In the financier, we find the paragon of leveraged precariousness, the ideal to which all workers, no matter how humble, are instructed to aspire. They lead a form of life that strives towards maximum liquidity: one that has few durable bonds and is highly adaptable to profitable circumstances, able to respond with almost inhuman alacrity to the needs of the market. [...] Many take the “work ethic,” ethos and connections they cultivated in the financial realm into private and public management of non-financial firms and government bureaucracies, imposing their austere expectations on other workplaces and sectors. While it might be tempting to imagine that these immaterial workers transcend the body itself, such an approach would be misleading: not only do the pace and form of work take their toll on the body, but those whose bodies are marked by gender, race or ability find it challenging to persist and succeed in an informal macho corporate culture based in many ways on whom you know and what you do in your precious “down time” [...]
holy shit, this is so good (and so relevant for my book)

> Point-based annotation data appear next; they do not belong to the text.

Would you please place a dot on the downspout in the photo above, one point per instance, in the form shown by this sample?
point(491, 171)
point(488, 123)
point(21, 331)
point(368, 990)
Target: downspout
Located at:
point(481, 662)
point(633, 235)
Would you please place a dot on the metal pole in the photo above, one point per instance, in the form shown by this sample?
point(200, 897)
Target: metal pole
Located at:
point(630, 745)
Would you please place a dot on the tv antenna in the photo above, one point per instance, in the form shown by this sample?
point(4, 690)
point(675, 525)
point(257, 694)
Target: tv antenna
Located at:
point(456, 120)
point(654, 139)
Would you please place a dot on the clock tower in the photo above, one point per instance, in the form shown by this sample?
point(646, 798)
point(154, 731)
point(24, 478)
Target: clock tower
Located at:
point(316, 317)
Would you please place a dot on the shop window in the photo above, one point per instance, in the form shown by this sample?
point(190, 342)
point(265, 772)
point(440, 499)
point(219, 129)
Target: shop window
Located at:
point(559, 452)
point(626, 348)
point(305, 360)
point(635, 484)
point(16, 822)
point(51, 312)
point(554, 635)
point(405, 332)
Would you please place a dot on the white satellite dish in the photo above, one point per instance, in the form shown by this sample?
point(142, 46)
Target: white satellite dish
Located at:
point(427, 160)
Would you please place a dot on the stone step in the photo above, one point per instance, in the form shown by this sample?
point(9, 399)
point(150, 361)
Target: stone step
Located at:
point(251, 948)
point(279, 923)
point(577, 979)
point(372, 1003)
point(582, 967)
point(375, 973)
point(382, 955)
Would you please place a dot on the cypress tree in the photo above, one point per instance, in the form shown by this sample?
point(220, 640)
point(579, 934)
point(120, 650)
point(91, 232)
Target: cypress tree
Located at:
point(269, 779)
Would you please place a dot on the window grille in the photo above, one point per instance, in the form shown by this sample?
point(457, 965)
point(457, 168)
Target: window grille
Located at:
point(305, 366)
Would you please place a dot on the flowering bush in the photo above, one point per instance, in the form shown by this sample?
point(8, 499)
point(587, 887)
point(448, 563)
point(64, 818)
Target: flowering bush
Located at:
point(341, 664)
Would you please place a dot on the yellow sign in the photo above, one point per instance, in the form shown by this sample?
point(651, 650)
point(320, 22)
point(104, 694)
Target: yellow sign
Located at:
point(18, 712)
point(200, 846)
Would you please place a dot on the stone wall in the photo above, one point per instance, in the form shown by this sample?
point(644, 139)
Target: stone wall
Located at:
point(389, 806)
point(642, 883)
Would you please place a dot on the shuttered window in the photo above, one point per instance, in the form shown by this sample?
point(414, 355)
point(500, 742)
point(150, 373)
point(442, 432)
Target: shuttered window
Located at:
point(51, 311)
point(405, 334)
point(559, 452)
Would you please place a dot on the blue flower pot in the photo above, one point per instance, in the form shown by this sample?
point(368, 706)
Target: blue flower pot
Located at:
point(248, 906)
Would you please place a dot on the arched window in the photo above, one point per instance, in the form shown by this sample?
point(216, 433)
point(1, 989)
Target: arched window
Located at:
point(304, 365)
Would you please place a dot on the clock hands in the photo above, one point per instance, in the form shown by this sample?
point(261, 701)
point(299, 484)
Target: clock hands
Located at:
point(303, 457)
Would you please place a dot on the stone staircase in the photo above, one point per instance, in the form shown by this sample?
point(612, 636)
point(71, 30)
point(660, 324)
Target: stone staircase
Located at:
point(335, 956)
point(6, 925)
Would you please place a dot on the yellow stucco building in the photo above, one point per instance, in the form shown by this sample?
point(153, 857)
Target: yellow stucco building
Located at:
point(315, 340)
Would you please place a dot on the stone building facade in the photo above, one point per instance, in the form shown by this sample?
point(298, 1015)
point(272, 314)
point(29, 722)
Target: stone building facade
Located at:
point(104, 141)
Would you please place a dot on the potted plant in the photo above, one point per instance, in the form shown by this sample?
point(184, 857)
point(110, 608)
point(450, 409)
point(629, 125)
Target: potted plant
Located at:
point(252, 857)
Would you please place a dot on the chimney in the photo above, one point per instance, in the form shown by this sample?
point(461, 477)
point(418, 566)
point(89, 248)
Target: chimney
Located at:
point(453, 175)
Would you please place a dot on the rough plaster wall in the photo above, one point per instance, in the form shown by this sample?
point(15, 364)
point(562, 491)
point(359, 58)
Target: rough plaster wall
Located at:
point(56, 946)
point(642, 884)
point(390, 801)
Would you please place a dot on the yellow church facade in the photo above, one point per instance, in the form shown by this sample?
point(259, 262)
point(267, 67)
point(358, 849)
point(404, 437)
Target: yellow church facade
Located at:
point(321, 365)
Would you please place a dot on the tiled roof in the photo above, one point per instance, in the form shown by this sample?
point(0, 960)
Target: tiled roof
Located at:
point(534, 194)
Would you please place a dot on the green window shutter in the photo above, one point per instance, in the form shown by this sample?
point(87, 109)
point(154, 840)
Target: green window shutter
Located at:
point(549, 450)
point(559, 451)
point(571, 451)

[...] Just as the myths of the “golden age” occlude the very real precariousness that capitalism imposed upon everyone except a select few in the post-war period, so, too, do narratives that stress post-Bretton Woods finance as out of control and corrupted mask or sideline the tremendous corrosive power it has always wielded (Lapavitsas 2013; Luxemburg 2003). As Ian Baucom (2005) illustrates in his fascinating study of finance in the transatlantic trade in enslaved Africans, financialization has long been a means to strip individuals and groups of their humanity. Quantitative and speculative techniques have consistently been employed to facilitate amoral and short-sighted processes, and to spread the liability, risk and culpability of such acts across a broad cross section of society (see LiPuma and Lee 2004). The Bretton Woods era saw the mobilization of finance towards neocolonialism, and the vast expansion of consumerism and industrial growth that is today manifesting as a massive ecological crisis (see Foster, Clark and York 2010; Ndikumana and Boyce 2011). While there is much that is new and dangerous about today’s financial economy (notably its global, computerized character, its incredible speed and chaos, and its tremendous power over all aspects of the economy), we should not make the mistake of either (a) imagining that what came immediately before was inherently “better,” or (b) that the problem is simply “finance” or “financialization.” The problem is, and has always been, capitalism, of which finance is one key articulation and mediation. Certainly there have been and yet could be less violent forms of capitalism, at least for certain populations. But this does not justify limiting our theoretical, political or ethical horizons to the reregulation of the financial sector.
omg yes. also relevant to book
[...] Those aspiring to find work are now forced to borrow in order to cultivate knowledges, skills and competencies that save their future employers time and money: where an electrician, a fashion model or a security guard might have once been trained on the job at their employer’s expense, today they must purchase credentials and qualifications. Further, the experience of entering the workforce already in debt and fearing the grave economic consequences (not merely the higher interest rate) of failure to make payments makes for more compliant workers, fearful of losing their jobs. The so-called “developed” economies of the world are largely kept afloat by the willingness of populations to go further and further into personal debt in ways that allow retail sales, housing prices and other economic indicators to increase year over year. But, more profoundly, after 40 years of declining real wages in America, and with the rise of increasingly precarious and low-paying work, debt is a critical means by which people manage to continue to survive and participate in an increasingly consumer-driven society (McNally, 106–107). Where more and more aspects of life are commodified, debt becomes a means of survival (Ross 2014). At the very least, access to credit helps cover the (increasingly frequent) times between jobs; at worst, it supplements insufficient incomes. Soederberg (2014) has called this a system of “debtfare,” where access to sub-prime credit has largely replaced the now diminished welfare state.